A Washington Post Opinion piece this morning makes two things plain: the leaders of massive failing USA public schools have no new ideas, and any kid can tell you what is really needed.
This WaPo featured article is actually titled: “How to fix our schools,” and signed by the top individuals running the biggest districts where 2.5 million children attend and school failures are rampant. We are getting here, a “manifesto” from the heads of school districts in New York City, Washington DC, Chicago, Philadelphia, Baltimore, Boston and others.
If you are the parent of young children whose schooling will play out over the next decade, how could you read this article and fail be crushed by what it means for your kids? There is nothing new suggested. What is suggested has been tried and proven virtually impossible to accomplish. The theme is we need to get rid of bad teachers and attract good teachers. There is no whisper of blame for the bureaucratic and vested interests who control the schools (and control the jobs of the authors of the article).

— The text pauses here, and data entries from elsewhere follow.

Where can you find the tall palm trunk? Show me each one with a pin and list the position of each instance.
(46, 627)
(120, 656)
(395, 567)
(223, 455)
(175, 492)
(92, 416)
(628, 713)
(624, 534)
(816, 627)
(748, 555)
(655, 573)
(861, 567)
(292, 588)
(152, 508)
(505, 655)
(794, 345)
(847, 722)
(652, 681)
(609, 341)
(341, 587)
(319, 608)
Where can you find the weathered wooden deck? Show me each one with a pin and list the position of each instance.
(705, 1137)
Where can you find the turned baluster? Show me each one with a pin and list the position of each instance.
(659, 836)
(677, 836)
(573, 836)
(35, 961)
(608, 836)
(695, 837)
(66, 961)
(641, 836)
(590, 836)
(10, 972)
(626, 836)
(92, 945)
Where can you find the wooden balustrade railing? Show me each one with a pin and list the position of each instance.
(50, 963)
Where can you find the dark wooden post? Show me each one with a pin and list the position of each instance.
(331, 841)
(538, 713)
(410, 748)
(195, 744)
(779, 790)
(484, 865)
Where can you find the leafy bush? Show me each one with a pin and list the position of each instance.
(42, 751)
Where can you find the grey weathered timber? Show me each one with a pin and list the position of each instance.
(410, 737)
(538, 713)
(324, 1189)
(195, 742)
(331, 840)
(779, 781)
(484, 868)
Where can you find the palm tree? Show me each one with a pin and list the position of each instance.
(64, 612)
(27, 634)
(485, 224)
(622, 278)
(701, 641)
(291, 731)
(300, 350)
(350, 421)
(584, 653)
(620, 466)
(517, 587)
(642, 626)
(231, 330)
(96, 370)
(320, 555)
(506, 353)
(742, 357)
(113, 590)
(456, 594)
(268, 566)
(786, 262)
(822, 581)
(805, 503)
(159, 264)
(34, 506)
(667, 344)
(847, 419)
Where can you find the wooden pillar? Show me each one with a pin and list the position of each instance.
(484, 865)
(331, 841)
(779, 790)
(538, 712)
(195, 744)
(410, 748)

The video interview embedded above of Michelle Rhee, chancellor of the D.C. Public School system, accompanies the article. Extremely revealing, in the interview at 3.40, is her description of taking her daughters, ages 8 and 11, to see the “Waiting for Superman” movie about American public schools. Rhee says that after seeing the movie — which features five students combatting problems with public schools — the Rhee daughters reacted by worrying about the specific kids, not the system. They kept saying, their mother reports: “What are we going to do about Daisy? Can somebody help Daisy?” Rhee tried, she goes on to say, to explain to her daughters that each individual child in the movie represents millions of real kids. How does that answer her daughter’s question?
Out of the mouths of babes: “Why not help Daisy?”
The theme of this blog is to advocate that Daisy take schooling into her own hands. Here is how to help Daisy right now:
1. Get her a mobile browser that is her own device and that has 24/7 wireless connectivity to the internet. A laptop, tablet, or smart phone accomplish this step.
2. Give her some assistance on learning how to use the open online websites and networks to learn real knowledge. Force her school to let her use her mobile as she wishes at school, as long as it is not disruptive.
These two steps are something we could actually accomplish very quickly and cheaply for millions of kids — while those power people at the schools go around the teachers-need-to-be-better circle once again. It is even possible that the pressure of having students able to learn using sources outside of school may actually pressure the education establishment into making real changes.